As I clicked the link in the email and tried to remember my password one half of my brain was racing, "what if it's be the big one", while the realistic side was thinking, "don't be daft, it's going to be £10". ... And £10 it was and it was worth it for the adrenalin.
I play the lottery and sometimes I bet on the Grand National, or if I go the races I will put a couple of £2 bets on. However I'm not a gambler...SO WHY OH WHY have I started gambling with the scarf that is to be my Mum's birthday present - tomorrow?!!
She asked for a scarf with black in it, not too wide (probably 15 - 20cm max) but nice and long. I struggle with mixing colours with black and I sense she hopes to see some colour in it. I find that colour mixed with black can cheapen the colours somehow unless you're really careful with the tones, so I really wanted to avoid that.
I made a 3m long warp consisting of 2/5ths black merino wool and the rest creamy white alpaca. I just stuck to two plain bands of the colours because she likes bold designs. So far so good, it feels nice and soft and there's a nice contrast between the two bands. I've also been eyeing up a pattern for a while in a very good book called "8 Shafts A Place to Begin" by Shelp and Wostenber and decided that this would be how I would incorporate colour.
Originally I thought of a grey-blue alpaca that I have but when I tried it the effect was a little dull. In fact I used some brightly coloured orange cotton to hold the warp together and the colours really zinged. That got me thinking that I could be bold and she would love it. Maybe not orange though, because she doesn't "do" orange but maybe turquoise.

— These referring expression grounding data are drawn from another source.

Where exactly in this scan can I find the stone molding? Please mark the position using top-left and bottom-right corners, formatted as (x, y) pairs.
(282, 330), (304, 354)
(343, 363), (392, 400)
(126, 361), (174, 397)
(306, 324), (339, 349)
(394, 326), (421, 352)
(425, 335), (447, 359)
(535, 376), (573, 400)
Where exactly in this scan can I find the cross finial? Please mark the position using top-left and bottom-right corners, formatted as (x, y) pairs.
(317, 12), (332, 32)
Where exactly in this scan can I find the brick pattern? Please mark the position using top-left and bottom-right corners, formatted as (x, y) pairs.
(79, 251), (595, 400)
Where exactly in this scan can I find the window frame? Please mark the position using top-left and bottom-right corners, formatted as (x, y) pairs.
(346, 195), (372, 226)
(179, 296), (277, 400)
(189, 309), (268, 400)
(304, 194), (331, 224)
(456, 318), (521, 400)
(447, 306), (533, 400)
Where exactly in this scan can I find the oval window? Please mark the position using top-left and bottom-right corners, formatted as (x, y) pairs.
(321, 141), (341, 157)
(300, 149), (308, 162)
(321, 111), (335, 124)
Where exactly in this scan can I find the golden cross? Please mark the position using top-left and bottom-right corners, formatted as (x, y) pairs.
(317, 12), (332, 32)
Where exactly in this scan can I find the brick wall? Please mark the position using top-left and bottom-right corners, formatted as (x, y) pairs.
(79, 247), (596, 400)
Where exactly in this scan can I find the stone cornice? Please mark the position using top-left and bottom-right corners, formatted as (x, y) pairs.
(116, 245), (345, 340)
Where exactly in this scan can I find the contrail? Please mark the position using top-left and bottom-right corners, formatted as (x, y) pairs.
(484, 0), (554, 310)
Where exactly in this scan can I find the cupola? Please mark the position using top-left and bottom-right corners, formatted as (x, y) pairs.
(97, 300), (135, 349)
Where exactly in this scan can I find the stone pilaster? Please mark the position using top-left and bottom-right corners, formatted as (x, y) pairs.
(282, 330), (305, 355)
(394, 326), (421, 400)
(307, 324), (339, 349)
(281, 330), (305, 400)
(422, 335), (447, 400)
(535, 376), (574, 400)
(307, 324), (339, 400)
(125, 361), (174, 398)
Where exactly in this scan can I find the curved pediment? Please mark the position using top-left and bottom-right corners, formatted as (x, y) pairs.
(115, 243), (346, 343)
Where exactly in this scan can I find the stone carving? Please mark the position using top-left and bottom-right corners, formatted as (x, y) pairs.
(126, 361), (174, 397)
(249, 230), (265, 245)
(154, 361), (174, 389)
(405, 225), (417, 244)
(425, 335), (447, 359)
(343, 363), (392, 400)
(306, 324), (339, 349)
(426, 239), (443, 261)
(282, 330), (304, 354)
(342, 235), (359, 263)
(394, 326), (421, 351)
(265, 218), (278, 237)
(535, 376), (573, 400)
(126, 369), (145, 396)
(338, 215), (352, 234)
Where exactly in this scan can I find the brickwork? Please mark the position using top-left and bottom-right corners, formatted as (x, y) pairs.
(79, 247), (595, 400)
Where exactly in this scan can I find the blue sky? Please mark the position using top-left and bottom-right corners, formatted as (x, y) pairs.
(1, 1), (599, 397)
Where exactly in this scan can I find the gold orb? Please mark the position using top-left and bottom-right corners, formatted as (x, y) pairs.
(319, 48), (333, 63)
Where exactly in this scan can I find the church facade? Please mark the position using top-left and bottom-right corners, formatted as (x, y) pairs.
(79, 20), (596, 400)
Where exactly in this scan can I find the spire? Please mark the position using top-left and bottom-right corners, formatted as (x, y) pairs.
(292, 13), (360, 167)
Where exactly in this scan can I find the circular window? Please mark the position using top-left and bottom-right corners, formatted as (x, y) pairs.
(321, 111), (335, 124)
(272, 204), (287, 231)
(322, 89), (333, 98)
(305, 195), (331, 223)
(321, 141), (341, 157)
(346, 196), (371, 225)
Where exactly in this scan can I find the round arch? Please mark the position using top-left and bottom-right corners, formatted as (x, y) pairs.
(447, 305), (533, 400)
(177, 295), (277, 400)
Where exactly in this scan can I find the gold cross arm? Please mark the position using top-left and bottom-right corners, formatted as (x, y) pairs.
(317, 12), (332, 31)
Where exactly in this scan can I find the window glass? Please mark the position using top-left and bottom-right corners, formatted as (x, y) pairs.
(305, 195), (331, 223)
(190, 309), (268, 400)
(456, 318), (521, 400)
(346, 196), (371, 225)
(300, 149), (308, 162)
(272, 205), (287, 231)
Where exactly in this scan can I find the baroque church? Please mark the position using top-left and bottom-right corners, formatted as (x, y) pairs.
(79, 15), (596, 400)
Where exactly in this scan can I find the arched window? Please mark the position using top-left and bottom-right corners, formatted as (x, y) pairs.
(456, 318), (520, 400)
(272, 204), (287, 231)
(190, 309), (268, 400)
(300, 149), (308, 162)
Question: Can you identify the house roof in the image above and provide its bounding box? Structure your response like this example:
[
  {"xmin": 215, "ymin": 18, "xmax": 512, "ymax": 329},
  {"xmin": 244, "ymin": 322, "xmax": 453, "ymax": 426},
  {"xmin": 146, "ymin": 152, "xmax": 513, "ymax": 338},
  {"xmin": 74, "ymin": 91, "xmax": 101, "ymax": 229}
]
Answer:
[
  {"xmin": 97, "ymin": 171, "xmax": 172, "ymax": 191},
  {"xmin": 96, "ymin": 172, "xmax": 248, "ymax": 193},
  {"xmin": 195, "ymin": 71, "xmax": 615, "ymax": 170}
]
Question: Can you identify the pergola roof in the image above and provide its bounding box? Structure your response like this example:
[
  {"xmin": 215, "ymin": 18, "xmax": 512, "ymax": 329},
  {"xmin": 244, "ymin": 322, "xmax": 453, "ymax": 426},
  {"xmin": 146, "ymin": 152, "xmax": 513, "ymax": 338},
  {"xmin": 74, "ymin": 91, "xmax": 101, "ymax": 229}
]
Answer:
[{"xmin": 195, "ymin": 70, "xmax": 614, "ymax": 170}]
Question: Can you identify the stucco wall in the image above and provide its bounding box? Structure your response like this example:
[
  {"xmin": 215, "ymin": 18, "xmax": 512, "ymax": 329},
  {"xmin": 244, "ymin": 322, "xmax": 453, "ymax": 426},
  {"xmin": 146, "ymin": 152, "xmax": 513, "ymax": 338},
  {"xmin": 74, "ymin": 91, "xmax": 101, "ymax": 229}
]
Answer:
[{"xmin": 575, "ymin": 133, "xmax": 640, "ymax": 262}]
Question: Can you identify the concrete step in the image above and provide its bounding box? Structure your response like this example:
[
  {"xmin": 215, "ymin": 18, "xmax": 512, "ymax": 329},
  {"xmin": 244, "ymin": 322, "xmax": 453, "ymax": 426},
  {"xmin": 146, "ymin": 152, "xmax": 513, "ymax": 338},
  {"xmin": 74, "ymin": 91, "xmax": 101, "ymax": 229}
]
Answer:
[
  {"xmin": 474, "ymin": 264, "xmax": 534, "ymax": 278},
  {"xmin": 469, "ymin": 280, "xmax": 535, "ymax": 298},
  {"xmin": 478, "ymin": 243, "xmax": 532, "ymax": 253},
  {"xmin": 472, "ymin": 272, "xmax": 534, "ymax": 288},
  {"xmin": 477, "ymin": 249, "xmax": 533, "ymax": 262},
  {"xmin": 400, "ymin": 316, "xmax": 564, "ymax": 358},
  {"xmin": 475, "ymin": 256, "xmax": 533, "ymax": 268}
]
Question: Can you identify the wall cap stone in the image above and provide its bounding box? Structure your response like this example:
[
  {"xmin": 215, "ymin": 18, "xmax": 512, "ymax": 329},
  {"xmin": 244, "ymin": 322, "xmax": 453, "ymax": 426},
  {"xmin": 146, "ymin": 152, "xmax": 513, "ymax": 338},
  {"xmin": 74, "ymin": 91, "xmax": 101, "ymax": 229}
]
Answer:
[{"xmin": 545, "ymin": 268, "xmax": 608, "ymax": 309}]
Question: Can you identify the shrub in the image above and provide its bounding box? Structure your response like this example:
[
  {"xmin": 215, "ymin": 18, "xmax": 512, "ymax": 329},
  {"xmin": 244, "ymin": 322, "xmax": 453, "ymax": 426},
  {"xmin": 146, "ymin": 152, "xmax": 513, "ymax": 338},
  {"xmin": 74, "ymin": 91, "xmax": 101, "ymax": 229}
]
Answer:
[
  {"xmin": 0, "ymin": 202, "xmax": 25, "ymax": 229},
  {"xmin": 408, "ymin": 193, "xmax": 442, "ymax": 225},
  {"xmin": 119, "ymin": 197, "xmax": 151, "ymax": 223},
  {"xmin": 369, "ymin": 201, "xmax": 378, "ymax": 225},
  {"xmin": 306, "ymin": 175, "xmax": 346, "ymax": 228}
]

I started weaving once again and after a while I started to get a little disapppointed. It's wider than I expected for a start. Also the sett is too wide for the pattern so you don't read the roundness of the lozenges, maybe it will spring back when cut off the loom but I'm not convinced. The whole point was that the pattern would do the talking but in fact the pattern isn't terribly distinctive. In fact the photo makes the pattern appear bolder, in reality you have to let your eyes lose focus to see it properly.
Further into the weaving it all started to look a bit "samey" and that's when the gambling started.
First I thought a shot of pink would liven it up...
I thought I'd include a couple of bands of pink and then continue with turquoise. The problem is it started then to look a bit sugary, although I rather like how the pattern is more distinctive against the black. So I went away for a while and when I returned I decided that red would be the best anecdote to the sugary pink and turquoise. So now it looks like this:
One minute I love it and the next I think it's the sort of thing a 16 year old snowboarder would wear which, I should point out, is not an accurate description of my mother.
I've managed to stop myself at two bands of pink and two bands of red, and am now continuing with turquoise. Hopefully when I take it off the loom it will transform into a refined article of colour experimentation. I don't think I'll give it very good odds!